Тюремщики даже не потрудились оставить охрану, зная, что пленники сломлены морально и физически одним лишь фактом своего полнейшего поражения, крушения всех надежд на успех Революции.
Один из узников всхлипывал, скорчившись в углу и держась окровавленной рукой за грудь. Поломанное ребро пробило легкое, и жить ему оставалось недолго, если это и имело хоть какое-то значение в сложившейся ситуации.
Надежды нет, смирись.
- Мак-ксимильен…
- Тише, Огюст. Не говори много – тебе станет только хуже. – Один из узников подполз к своему умирающему брату и осторожно приобнял мужчину, судорожно выхаркивающего сгустки крови.
- О-ни побед-дили…
- Нет. – В голосе избитого заключенного была спокойная уверенность, контрастировавшая с его внешним видом. – Мы сделали все, что могли – все, что было нужно. Мы показали, что свобода – это не просто сказки для детей и повод для насмешек тиранов. Мы сокрушили их уверенность в своей неуязвимости и показали это всему народу. Я уверен, что сейчас не только во Франции, но и повсюду в Европе, а потом и по всему миру, люди узнают и запомнят – сражаться и побеждать рабство возможно не только в мечтах. В будущем нас еще будут вспоминать, как первых, открывших путь, Огюст… Огюст?
Легкая улыбка навечно застыла на лице брата, чьи мучения были окончены. Максимильен аккуратно положил его на спину, сложил руки на груди и провел ладонью по лицу, закрывая покойному веки. Они все равно откроются через несколько минут из-за мышечного спазма, но этот жест был последним ритуалом, который Макс проводил слишком часто за последние годы.
Остальные пленники молча наблюдали за этой сценой, Жорж и Луи, Филипп тихо молился.
- Братья... - начал было Максимильен, но внезапно в камеру буквально вломились четверо в военной форме и с пистолями на поясах.
Один из них, здоровенный детина, поигрывавший в руке обитой стальными бляшками дубинкой, медленно подошел к арестантам и перевел взгляд на их лидера.
- Максимильен Мари Изидор де Робеспьер… ты хоть понимаешь, какую кашу заварил?

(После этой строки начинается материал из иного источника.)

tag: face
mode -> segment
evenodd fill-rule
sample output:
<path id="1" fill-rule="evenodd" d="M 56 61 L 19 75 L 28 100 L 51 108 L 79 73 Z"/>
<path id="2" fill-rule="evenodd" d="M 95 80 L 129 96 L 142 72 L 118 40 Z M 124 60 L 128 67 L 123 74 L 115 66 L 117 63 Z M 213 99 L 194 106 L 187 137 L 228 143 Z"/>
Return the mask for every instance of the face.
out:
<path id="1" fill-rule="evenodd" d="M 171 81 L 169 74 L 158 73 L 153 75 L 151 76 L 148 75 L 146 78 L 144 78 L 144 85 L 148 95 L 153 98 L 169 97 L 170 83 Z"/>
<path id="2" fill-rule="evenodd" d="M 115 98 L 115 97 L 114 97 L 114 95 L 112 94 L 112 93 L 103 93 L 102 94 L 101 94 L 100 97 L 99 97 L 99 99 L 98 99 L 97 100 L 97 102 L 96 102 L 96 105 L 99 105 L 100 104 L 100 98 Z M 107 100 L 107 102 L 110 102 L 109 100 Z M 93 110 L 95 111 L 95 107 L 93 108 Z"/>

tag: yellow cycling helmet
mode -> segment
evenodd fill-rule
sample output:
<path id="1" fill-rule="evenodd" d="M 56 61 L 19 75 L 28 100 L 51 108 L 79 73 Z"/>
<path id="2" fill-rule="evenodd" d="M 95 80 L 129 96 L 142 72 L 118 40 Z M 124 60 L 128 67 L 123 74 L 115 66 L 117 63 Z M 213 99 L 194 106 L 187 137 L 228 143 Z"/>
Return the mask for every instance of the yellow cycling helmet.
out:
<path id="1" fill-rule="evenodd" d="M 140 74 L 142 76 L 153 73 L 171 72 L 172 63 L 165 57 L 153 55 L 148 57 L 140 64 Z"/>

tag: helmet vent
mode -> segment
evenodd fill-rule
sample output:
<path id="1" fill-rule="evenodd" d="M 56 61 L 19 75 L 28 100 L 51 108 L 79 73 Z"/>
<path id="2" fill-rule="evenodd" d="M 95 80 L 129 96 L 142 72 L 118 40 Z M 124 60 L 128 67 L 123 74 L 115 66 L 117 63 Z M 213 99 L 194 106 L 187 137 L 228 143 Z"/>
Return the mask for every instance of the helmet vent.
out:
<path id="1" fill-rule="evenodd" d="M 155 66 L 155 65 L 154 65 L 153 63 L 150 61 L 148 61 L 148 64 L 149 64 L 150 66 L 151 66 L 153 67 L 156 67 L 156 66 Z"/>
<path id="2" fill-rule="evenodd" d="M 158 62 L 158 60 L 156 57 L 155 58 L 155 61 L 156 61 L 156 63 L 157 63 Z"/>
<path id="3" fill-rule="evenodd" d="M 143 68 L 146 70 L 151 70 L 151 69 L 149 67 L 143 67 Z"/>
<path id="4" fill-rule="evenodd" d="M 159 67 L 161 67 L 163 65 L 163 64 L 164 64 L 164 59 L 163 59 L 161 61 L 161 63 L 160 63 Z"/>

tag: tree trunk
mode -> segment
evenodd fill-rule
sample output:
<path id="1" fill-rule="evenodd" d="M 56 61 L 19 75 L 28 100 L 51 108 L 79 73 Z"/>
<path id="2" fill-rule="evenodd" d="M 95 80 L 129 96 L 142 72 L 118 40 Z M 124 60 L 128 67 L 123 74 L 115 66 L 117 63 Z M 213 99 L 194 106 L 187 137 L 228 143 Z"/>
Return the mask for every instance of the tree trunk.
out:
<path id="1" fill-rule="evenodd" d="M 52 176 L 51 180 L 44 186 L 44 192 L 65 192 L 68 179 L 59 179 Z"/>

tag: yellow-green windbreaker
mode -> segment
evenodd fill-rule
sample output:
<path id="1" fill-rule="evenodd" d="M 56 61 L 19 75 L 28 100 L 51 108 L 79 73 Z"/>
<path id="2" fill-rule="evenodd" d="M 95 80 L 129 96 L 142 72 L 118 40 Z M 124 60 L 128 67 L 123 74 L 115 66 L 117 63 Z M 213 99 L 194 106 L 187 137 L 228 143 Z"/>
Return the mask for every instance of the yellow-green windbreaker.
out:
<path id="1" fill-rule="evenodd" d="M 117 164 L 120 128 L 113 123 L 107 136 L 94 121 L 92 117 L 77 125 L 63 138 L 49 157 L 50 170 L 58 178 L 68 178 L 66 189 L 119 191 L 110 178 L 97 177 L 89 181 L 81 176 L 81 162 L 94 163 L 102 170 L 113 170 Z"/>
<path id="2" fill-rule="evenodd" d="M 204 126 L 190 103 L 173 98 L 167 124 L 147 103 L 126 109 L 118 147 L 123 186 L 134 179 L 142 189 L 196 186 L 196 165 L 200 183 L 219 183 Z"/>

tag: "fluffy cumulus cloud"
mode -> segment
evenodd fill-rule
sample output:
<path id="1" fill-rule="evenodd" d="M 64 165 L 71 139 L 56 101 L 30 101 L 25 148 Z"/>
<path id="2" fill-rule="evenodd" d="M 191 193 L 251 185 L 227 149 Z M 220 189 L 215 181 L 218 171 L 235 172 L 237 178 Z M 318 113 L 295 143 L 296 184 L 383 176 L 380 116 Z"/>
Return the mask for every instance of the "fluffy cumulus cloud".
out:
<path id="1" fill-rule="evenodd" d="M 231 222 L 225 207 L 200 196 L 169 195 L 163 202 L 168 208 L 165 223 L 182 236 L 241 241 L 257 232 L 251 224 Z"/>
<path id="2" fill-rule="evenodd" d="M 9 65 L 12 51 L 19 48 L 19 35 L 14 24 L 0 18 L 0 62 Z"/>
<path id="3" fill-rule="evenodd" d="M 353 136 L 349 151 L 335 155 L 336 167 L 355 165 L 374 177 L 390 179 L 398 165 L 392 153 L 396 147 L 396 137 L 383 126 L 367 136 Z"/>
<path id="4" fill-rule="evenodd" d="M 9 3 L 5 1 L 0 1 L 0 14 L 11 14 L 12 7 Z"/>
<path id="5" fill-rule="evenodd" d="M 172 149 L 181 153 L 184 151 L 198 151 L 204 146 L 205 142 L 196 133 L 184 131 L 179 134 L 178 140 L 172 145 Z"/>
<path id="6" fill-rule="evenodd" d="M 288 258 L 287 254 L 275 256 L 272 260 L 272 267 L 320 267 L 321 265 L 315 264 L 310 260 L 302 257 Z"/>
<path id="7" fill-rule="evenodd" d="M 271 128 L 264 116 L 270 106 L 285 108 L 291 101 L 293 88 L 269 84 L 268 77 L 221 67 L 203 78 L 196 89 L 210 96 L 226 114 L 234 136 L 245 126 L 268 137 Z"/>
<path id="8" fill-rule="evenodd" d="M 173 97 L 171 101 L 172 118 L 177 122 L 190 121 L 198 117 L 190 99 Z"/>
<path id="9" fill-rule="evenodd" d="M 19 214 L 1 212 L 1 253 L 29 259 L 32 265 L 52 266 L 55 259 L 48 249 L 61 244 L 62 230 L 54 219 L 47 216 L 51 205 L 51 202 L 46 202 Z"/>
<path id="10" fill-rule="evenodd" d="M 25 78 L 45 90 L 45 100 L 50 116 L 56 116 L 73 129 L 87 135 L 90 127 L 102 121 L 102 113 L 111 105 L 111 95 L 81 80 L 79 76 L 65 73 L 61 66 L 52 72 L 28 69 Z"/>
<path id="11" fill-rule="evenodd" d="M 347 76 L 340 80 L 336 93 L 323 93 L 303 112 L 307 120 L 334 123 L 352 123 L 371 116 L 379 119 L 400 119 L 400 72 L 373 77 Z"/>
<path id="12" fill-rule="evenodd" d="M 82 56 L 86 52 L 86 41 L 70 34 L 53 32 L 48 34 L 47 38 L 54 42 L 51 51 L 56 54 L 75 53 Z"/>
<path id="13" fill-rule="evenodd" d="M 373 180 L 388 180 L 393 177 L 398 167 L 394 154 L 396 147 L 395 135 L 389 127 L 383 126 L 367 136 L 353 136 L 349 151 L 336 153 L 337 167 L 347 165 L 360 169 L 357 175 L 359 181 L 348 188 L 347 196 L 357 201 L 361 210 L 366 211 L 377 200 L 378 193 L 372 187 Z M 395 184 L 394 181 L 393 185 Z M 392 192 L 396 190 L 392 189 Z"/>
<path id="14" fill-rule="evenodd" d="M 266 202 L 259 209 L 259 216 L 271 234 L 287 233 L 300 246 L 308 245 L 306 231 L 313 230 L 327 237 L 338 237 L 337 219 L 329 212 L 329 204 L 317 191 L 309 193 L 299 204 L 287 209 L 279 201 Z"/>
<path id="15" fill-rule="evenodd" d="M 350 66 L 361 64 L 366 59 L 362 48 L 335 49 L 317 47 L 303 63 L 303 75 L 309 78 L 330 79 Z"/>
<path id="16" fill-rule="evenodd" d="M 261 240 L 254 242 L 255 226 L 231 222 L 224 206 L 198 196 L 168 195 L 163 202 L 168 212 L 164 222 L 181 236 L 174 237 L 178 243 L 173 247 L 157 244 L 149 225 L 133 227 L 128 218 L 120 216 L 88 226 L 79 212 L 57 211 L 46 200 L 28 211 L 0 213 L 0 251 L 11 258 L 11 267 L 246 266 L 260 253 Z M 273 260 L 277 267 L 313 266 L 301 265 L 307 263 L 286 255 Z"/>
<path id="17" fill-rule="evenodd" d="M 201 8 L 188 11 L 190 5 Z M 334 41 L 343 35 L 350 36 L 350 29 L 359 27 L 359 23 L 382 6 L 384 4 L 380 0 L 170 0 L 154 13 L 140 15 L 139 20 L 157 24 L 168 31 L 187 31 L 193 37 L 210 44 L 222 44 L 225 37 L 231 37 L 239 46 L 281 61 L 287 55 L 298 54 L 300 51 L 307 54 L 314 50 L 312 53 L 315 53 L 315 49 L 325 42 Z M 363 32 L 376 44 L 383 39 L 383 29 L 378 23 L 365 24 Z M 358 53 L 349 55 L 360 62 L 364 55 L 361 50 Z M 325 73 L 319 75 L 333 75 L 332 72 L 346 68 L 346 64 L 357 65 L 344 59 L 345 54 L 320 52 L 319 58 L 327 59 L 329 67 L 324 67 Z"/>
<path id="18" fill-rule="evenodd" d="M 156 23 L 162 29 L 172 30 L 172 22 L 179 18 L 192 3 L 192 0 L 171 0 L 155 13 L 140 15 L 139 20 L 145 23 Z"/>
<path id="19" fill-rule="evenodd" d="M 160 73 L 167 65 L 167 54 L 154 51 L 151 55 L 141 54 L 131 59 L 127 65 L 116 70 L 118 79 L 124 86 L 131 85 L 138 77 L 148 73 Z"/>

Осознаешь, сколько крови пролилось по твоей вине и сколько еще прольется? Все еще думаешь, оно того стоило, идиот?! – Лицо говорившего искажал непритворный гнев вперемешку с отвращением.
- Да, без сомнений, палач. А ты сам-то никогда не задумывался, что само понятие рабства ненормально? Никто не рождается рабом, и нет никаких причин делать других рабами, это просто не имеет смысла, и чем дальше тем больше и больше всем будет понятно, что…
-
ХВАТИТ, - голос одного из четверки как-будто завибрировал в черепных коробках всех присутствующих. Его лица не было видно за темным капюшоном, но интонация выдавала раздражение.
Произнеся единственное слово, мужчина молча развернулся и вышел из камеры, это его тяжелых шагов постепенно затихло в полумраке темницы.
Робеспьер посмотрел в ничего не выражавшие глаза здоровяка, достававшего пистоли вместе с остальными двумя слугами.
Сервиторы.
— Суда не будет?
— Не будет.
Три выстрела сотрясли затхлый воздух подземелья, и еще одна попытка человека вырваться из собственных оков завершилась неудачей.
Не завершилась. Запомни.
Одно из многих видений, участником которого – главным героем – ощущал себя Адан Дайсон, снова нахлынуло на него, когда проекция Лаэрны закончила диалог и начала развеиваться в воздухе. Все что она до этого
говорила – точнее передавала прямо в сознание плотнейшим пакетом данных – для Адана воспринималось скорее как возвращение воспоминаний, чем новые знания.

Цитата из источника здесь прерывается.